A vacina inglesa será testada, inicialmente, em São Paulo, Rio de Janeiro e Bahia

Além da vacina chinesa, há também, em estudo no Brasil, uma vacina inglesa, ambas na última etapa de desenvolvimento; primeira fase de teste da vacina chinesa deve ocorrer em profissionais da saúde do DF

Por Redação

A vacina contra o novo coronavírus que está sendo desenvolvida pelo laboratório chinês, Sinovac, e que está sendo testada no Brasil, começa hoje os primeiros experimentos. Inicialmente a vacina será aplica em 890 profissionais de saúde – médico e paramédicos – para que se comprove sua eficácia. A vacina tem ganhado repercussão nacional pelo fato de estar na fase três da pesquisa, o que a coloca num estágio avançado da pesquisa.

Há também no país, em teste, outra vacina, uma inglesa, que está sendo elaborada pela Universidade de Oxford. Também na fase três, a essa vacina deverá ser testada em profissionais da saúde nos Estados de São Paulo (SP), Rio de Janeiro e Bahia. Já a vacina chinesa, será testada em SP, Minas Gerais, Distrito Federal e Rio Grande do Sul.

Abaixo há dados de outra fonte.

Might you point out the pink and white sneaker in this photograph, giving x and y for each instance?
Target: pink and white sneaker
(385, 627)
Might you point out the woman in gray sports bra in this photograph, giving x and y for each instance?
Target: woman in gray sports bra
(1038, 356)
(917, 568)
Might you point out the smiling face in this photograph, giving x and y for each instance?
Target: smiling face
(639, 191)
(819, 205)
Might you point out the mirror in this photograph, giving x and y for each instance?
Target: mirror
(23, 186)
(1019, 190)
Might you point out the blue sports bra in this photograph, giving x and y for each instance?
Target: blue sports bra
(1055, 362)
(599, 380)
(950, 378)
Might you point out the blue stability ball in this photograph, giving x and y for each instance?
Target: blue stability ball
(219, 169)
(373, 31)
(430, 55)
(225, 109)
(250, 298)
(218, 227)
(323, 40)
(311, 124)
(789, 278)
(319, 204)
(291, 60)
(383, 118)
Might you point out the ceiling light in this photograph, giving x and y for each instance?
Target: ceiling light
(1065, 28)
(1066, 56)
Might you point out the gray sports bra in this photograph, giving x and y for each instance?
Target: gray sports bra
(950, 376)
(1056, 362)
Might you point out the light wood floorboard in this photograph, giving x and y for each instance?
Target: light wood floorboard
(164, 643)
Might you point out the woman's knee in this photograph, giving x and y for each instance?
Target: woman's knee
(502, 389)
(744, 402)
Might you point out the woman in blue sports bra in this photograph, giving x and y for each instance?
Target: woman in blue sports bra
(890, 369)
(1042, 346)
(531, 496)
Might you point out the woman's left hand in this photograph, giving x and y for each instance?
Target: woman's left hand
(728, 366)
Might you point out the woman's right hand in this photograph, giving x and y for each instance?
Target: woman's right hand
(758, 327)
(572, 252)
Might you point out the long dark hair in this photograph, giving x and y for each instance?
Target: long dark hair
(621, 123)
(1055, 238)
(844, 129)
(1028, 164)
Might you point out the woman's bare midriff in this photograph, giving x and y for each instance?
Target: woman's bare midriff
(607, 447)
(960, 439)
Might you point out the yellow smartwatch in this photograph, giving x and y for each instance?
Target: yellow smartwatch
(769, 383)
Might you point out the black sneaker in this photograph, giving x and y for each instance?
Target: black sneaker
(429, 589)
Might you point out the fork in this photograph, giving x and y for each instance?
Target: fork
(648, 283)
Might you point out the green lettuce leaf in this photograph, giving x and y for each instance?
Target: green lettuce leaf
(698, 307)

“Sabemos que a produção de uma vacina eficaz e segura será a principal medida de saúde pública no combate à pandemia, sobretudo, ao considerar a alta taxa de contágio do vírus SARS-CoV-2 e a falta de medicamentos comprovadamente eficazes e disponíveis à população”, disse a professora da Faculdade de Ciências da Saúde (FS) e gerente de Ensino e Pesquisa do Hospital Universitário de Brasília (HUB), Dayde Mendonça.

A vacina chinesa, caso comprovada, será distribuída através de uma parceria entre o laboratório Sinovac e o Instituto Butantan. A China diz que irá enviar ao instituto 60 milhões de doses da vacina. E a vacina inglesa, tem previsão de chegar ao Brasil por meio do consórcio Gavi.

Produção da vacina

Os estudiosos sobre o novo coronavírus tem dito que a única forma da população conseguir se proteger contra a doença será por meio da vacinação. Mas para chegar a tal procedimento, primeiro será preciso que as pesquisas avancem em diversos aspectos antes de serem comercializadas à população.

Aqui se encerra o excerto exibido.